VMware vSphere ESX 8.x
While NUMA misconfiguration can lead to performance degradation due to remote memory access, performance issues in high-I/O SQL workloads are often caused by:
1. Storage I/O Bottlenecks: A single SCSI controller reaching its maximum queue depth when managing multiple high-I/O virtual disks.
2. Storage Latency: Underperforming storage paths or misconfigured VAAI (vStorage APIs for Array Integration) causing command failures.
3. Outdated Firmware: Missing BIOS updates on the physical host affecting resource management and stability.
To resolve these issues, follow the validation and configuration steps below:
1. Verify NUMA Alignment
Review the ESXi logs or use `esxtop` (Memory view - NHN) to ensure:
- The VM's virtual NUMA (vNUMA) topology aligns with the host's physical NUMA topology.
- All memory is showing as "Local" in the NUMA Home Node (NHN).
- There are no frequent active migrations of vCPUs across NUMA nodes.
2. Optimize SCSI Controller Configuration
For high-I/O VMs like SQL Server, VMware recommends distributing disk I/O across multiple controllers:
- Use Multiple PVSCSI Adapters:** Configure the VM with up to four (4) VMware Paravirtual SCSI (PVSCSI) adapters.
- Distribute Load:** Place the Operating System, SQL Data files, and Transaction Logs on separate virtual SCSI controllers to leverage multiple I/O queues.
3. Address Storage Latency
Check `vmkernel` logs for storage-related warnings:
- Monitor for `ScsiVsi` or `StorageDeviceVsi` throttle warnings.
- Ensure VAAI is fully supported and functional for all LUNs.

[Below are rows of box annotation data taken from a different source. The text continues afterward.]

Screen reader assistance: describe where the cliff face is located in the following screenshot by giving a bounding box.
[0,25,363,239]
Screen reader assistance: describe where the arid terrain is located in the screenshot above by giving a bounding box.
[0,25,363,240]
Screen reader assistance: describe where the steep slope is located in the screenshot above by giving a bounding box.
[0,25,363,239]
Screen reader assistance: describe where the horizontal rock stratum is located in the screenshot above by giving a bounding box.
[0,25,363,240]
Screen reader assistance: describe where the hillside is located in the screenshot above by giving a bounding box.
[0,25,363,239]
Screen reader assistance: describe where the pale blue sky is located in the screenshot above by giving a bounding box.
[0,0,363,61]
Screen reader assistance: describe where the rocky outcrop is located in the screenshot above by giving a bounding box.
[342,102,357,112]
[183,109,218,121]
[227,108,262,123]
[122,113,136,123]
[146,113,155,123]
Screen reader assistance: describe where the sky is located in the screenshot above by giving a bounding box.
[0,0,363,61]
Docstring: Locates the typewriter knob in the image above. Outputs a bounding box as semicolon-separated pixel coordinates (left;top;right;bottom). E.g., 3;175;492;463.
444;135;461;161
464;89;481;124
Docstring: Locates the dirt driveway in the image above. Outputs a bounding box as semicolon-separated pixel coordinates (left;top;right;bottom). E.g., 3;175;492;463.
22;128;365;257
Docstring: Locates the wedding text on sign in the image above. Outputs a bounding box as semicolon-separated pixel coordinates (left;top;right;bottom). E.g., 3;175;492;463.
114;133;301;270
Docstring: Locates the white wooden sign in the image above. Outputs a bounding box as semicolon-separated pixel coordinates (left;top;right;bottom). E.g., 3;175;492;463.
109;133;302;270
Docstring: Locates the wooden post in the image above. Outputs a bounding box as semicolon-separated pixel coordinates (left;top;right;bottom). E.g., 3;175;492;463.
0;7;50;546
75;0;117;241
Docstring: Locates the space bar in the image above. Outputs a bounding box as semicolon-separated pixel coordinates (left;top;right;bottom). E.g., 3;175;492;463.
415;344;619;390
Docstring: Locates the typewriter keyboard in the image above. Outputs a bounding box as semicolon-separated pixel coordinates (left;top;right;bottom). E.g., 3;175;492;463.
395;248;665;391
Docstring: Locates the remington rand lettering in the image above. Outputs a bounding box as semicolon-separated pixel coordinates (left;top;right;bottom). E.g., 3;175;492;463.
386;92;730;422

Use `esxcli storage core device vaai status get` to verify.
- Verify that the datastore capacity does not exceed 85% to maintain optimal metadata performance.
4. Hardware and Guest OS Tuning
- Update BIOS: Ensure the physical host is running the latest BIOS/firmware version recommended by the hardware vendor (e.g., Cisco UCS, Dell PowerEdge).
- SQL MaxDOP: Configure the 'Max Degree of Parallelism' in SQL Server to half the number of physical cores, up to a maximum of 8.
- Allocation Unit Size: Use a 64KB allocation unit size when formatting partitions for SQL Server data and logs.